Элеанор Ригби - Коупленд Дуглас - Страница 28
- Предыдущая
- 28/49
- Следующая
У Джереми ужасный почерк — настоящие каракули; впрочем, мой не лучше. Каллиграфия ушла в небытие вместе с пишущими машинками и виниловыми дисками.
Вот кое-что из сохранившегося, с подправленной орфографией…
Ружья палят по буханкам хлеба.
Койоты ковыляют по пустой автостраде. Их глаза заволокло пеленой.
Слишком ярко на небе.
Солнце светит где попало и когда попало. Ночь вышла из моды.
Как не заблудиться?
Если когда-то было начало, значит, должен быть и конец.
А что, если Бог сущесвует, но человек у него не в фаворе?
Мы с сыном никогда не обсуждали его записей. Может, он даже не знал, что я их собираю. Когда он вышел на работу и стал принимать лекарства, видения пропали. И лишь эти клочки бумаги служили доказательством того, что где-то внутри дремлет другой Джереми — тот, кто все это придумал. Я хочу сказать, что, не задумываясь, снова вышла бы с ним на шоссе и поползла бы на запад — подай он только знак.

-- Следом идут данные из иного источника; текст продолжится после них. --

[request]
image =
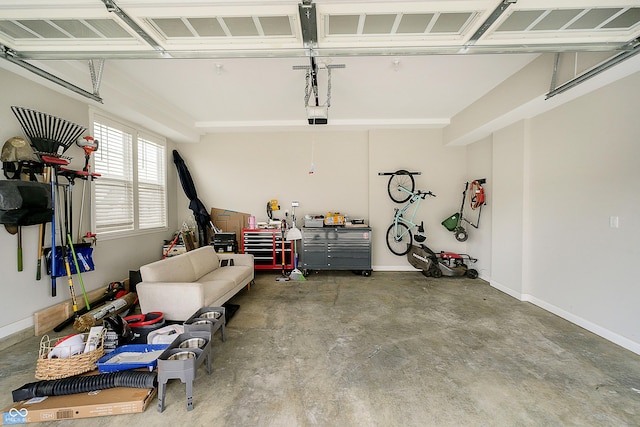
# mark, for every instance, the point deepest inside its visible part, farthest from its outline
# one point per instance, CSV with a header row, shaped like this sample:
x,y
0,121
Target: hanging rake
x,y
49,135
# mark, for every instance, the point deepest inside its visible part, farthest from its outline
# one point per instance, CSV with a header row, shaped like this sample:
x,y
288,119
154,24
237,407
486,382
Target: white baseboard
x,y
393,268
15,327
577,320
589,326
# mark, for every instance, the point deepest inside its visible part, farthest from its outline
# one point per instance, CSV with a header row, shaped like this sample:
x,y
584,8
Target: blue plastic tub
x,y
126,357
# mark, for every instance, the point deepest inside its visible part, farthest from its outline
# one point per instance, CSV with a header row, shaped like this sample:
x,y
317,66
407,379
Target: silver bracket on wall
x,y
13,57
634,49
308,24
96,75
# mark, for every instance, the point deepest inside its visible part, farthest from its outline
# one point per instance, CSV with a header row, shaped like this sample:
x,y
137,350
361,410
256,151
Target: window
x,y
130,194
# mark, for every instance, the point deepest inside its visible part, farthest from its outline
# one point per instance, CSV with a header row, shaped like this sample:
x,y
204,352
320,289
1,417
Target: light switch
x,y
613,222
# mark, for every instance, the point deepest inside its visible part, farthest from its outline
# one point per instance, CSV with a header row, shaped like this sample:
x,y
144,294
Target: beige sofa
x,y
181,285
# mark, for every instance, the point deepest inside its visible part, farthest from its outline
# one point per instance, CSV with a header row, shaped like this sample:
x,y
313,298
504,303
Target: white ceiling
x,y
227,65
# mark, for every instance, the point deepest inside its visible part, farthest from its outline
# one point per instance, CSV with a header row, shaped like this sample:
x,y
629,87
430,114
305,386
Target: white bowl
x,y
67,347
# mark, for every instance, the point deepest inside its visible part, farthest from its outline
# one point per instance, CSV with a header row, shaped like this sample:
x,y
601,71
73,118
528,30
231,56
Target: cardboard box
x,y
230,221
112,401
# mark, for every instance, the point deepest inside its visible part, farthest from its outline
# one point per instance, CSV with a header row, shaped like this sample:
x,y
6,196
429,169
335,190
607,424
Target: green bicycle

Жизнь — тяжкая штука. Все мы хотим во что-то верить, каким бы вздорным и безумным оно ни казалось. До появления Джереми я даже не задумывалась о вере и вероисповеданиях. Его видения стали первой вехой на моем пути к пробуждению. Несчастный мальчик с младенчества ходил по рукам, как порнографический роман в летнем лагере. Ему было сложно проникнуться чем-то, находящимся вне «здесь и сейчас». Нас вынесло на один и тот же необитаемый остров. Забавно, что человек с теми же болезнями, что и у всех, в своем окружении считается здоровым. Если так рассуждать, тогда мы с Джереми — олицетворение нормы.
Вам могло показаться, будто я постепенно влюблялась в своего сына? Это не совсем так. Просто я наконец осознала, как много он значил для меня с самого начала.
Падая, Джереми ударился головой о декоративную кадку, в которой рос большой фикус. И хотя крови не было и без сознания он пролежал недолго — с полминуты от силы, я решила показать сына врачу.
Ему не понравилось, что в офисе из-за него поднялся переполох, и в машине по пути в больницу Джереми молчал — злился на меня за то, что позвонила Кайле. Я попробовала заговорить с ним:
— Я ведь все прекрасно понимаю. Обиделся, что я с тобой сначала не посоветовалась, но сам посуди: на моем месте так поступила бы любая мать.
— Что она наплела?
— Почти ничего. А ты не хочешь мне что-нибудь рассказать?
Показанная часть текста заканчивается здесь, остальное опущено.